Two different types of null management are supported: Either nulls can be ignored, or they can be filled in with the median value. Users can specify an intercept and any number of independent variables with coefficients.

Bespoke Models

Bespoke JavaScript and Python models will not be available for attachment to measures and objects per the usual hook. Rather, such models must be attached to the "Bespoke Model" object type.

The model is defined by a block of bespoke JavaScript or Python code, which will be run to generate a data frame, which will then be persisted into a new table. Any code can be entered, but it must only use libraries that are currently available in Ursa Studio. Because bespoke code can be of arbitrary complexity and power, only Bespoke Author user types are allowed to enter and manage these objects.

During ELT, the code will be persisted to a file and invoked with a set of arguments. By convention, the first two arguments will be the filename of the incoming CSV data frame, and the filename of the outgoing CSV data frame. It is the responsibility of the bespoke code to handle these first two arguments appropriately. An example of this usage can be seen in the placeholder text that appears in the entry box for the bespoke code.

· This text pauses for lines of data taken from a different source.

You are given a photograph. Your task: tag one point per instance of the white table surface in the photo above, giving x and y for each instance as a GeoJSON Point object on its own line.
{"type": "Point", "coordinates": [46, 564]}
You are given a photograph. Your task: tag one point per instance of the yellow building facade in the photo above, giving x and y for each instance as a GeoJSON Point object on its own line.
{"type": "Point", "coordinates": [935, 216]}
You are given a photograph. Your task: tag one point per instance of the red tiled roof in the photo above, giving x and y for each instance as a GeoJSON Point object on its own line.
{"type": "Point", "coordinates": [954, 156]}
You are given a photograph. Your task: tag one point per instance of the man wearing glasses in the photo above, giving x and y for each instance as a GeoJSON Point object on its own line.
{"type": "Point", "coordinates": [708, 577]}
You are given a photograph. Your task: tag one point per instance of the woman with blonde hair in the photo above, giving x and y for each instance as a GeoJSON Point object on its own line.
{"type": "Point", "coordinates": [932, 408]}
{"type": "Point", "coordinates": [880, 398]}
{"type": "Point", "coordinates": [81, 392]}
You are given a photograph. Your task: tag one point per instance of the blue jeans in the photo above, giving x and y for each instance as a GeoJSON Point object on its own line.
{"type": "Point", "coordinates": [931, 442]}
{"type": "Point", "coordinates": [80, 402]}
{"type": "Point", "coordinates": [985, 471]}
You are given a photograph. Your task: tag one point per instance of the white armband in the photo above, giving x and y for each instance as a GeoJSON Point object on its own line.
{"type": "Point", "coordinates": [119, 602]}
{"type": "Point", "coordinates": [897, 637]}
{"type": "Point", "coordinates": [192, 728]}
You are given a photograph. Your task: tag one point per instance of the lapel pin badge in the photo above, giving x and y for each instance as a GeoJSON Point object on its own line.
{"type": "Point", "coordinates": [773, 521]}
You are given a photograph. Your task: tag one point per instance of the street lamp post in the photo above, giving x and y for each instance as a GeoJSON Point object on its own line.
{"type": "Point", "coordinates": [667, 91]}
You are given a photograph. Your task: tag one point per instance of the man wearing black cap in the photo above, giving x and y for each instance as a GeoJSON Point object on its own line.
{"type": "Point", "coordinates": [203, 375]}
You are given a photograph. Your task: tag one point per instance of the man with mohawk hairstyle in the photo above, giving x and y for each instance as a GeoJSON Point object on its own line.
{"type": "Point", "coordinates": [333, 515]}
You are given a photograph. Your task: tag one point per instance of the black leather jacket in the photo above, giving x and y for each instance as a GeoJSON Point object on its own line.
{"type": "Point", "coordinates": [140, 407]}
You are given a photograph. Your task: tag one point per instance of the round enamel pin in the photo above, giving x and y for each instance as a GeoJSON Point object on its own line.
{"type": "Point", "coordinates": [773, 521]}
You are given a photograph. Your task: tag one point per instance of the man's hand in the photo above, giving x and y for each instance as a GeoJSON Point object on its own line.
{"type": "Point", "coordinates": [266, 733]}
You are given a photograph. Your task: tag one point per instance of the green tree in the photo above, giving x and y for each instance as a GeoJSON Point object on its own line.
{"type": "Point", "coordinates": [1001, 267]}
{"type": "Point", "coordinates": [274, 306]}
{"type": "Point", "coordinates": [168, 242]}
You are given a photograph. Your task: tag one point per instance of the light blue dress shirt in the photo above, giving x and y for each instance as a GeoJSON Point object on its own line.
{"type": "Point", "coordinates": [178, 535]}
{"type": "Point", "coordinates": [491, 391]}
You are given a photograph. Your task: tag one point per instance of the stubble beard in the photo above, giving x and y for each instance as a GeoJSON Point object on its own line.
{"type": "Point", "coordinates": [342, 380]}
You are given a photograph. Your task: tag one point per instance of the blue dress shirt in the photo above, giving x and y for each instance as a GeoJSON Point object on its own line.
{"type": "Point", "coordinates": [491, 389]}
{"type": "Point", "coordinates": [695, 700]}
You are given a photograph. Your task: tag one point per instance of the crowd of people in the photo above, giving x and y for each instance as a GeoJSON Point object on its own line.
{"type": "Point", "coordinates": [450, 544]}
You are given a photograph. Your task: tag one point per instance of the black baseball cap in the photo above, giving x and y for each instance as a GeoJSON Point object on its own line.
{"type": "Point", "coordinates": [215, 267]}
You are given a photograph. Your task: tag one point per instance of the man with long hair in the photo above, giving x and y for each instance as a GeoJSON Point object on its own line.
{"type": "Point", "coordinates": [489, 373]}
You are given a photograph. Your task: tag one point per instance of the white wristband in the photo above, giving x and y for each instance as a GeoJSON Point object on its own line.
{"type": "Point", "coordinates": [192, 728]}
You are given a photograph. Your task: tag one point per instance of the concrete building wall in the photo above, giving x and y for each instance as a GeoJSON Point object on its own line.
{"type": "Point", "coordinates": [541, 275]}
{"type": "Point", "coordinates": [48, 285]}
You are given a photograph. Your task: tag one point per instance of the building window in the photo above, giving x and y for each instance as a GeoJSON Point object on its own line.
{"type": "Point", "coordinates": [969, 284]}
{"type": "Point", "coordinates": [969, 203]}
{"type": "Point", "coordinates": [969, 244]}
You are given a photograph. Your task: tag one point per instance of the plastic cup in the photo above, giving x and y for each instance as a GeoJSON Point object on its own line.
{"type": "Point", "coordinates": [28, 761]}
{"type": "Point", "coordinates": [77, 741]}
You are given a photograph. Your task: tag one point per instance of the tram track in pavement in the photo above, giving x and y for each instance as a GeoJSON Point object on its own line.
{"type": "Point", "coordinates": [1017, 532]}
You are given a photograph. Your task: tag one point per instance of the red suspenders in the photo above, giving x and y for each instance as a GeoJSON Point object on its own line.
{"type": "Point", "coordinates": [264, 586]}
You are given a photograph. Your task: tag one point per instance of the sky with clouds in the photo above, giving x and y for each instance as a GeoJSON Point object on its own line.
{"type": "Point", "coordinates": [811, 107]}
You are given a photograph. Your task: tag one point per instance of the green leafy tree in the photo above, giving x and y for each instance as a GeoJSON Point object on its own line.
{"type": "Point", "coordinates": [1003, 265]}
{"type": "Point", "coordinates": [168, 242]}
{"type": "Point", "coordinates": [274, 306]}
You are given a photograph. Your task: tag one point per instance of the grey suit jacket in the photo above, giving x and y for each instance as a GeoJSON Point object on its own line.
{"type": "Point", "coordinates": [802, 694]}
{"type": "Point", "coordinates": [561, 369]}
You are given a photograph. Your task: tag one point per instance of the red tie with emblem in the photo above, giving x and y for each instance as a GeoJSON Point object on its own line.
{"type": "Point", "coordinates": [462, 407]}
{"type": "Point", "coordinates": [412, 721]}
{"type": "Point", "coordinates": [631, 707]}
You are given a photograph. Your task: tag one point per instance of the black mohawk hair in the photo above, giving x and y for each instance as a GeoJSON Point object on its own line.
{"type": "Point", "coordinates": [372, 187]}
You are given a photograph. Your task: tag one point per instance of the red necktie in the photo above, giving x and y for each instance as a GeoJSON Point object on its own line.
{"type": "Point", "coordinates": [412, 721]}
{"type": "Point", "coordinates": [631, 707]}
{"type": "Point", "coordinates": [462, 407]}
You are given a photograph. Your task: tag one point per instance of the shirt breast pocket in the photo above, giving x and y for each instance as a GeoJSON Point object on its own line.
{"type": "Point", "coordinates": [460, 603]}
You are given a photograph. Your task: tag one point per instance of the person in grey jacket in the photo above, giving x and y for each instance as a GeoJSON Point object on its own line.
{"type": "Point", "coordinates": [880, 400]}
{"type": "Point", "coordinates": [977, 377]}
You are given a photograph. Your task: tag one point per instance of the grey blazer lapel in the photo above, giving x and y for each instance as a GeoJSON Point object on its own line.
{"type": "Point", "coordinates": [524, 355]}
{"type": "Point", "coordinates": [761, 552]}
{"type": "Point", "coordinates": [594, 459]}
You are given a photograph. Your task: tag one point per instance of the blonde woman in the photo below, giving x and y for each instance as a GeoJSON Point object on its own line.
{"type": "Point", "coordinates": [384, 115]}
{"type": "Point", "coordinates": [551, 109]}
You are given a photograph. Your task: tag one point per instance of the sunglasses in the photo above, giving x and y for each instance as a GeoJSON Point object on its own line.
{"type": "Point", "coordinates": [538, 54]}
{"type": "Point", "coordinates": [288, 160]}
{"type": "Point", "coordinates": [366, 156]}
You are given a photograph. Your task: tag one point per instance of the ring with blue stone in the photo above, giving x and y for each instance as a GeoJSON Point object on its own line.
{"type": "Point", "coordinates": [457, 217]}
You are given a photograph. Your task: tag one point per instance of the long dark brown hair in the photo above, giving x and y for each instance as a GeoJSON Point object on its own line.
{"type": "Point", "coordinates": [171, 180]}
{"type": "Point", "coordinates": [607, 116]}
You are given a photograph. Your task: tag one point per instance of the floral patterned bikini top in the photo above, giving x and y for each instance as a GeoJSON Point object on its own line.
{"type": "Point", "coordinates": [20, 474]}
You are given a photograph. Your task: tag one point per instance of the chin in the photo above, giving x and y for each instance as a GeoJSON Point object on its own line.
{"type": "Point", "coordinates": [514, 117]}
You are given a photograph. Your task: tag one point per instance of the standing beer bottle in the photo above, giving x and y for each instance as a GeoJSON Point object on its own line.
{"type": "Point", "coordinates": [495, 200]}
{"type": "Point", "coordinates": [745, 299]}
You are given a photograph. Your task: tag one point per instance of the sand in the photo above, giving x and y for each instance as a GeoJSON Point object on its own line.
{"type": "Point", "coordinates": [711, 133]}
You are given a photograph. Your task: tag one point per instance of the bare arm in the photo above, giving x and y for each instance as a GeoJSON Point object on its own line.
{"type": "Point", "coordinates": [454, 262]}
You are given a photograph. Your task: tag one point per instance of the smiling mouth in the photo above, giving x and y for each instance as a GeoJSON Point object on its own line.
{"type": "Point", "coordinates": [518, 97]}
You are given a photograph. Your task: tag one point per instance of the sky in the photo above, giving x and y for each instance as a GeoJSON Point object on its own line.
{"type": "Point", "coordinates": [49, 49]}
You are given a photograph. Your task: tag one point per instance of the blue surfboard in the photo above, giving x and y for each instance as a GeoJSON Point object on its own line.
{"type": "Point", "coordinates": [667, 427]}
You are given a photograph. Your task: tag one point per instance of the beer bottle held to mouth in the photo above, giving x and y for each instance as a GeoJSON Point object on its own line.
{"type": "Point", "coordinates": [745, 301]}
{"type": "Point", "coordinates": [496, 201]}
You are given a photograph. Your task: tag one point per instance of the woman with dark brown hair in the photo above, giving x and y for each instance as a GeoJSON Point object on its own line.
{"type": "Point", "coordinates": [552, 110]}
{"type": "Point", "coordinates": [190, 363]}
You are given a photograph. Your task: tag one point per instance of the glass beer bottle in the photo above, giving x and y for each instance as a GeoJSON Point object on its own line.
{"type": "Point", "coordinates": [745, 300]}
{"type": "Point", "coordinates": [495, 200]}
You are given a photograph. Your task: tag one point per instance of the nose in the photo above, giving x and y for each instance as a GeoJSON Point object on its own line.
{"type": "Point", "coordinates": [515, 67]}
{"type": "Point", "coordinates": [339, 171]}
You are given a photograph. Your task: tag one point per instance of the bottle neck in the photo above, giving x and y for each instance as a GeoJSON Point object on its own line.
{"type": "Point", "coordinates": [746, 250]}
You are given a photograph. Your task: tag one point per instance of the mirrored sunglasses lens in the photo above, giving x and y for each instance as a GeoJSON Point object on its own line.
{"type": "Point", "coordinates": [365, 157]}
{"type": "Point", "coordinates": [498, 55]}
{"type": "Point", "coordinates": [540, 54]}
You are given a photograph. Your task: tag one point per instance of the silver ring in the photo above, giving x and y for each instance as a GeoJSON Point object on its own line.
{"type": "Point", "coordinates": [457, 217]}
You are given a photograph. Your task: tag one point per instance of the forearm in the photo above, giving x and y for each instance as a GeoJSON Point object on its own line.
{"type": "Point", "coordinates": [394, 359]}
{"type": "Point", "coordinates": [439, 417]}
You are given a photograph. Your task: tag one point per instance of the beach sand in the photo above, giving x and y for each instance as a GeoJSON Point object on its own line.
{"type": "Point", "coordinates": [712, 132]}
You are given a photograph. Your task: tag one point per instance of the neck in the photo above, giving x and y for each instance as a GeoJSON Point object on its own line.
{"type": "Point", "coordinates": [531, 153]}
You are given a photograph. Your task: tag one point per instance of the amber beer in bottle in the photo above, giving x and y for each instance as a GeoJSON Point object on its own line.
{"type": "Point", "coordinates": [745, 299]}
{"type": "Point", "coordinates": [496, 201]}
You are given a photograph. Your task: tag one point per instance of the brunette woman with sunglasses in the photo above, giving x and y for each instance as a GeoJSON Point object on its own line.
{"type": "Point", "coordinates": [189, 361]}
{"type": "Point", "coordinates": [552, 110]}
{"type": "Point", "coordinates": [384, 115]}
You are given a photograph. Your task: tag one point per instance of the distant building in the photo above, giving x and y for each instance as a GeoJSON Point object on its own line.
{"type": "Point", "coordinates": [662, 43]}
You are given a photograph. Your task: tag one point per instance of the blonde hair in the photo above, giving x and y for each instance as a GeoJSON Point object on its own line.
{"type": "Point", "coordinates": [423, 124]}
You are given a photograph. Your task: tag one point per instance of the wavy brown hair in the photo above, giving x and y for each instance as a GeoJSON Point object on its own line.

The model can define the existence of an arbitrary number of extra parameters that can also be passed in during the invocation of the JavaScript or Python file. During model setup, users can define the type of the parameter to be string, number, or "options." For options, they can supply a comma-delimited list of allowed options.

During model setup, the expected fields of the incoming data frame must also be defined, as they are used in the bespoke code

Autopilot Models

Users in AWS deployments can create SageMaker autopilot models. To create an autopilot model, users pick an existing object for training and validation. They also select the relevant independent variable fields, as well as the target field. Users must also select a problem type, such as regression, and an objective, such as MSE, from the available options, depending on the nature of the target field to be predicted. Users can then kick off a training of the model. During training, AWS SageMaker will test 10 different models against the training data, and will select the model which performed the best on the chosen objective. Full details about model performance and validation can be found in SageMaker Studio.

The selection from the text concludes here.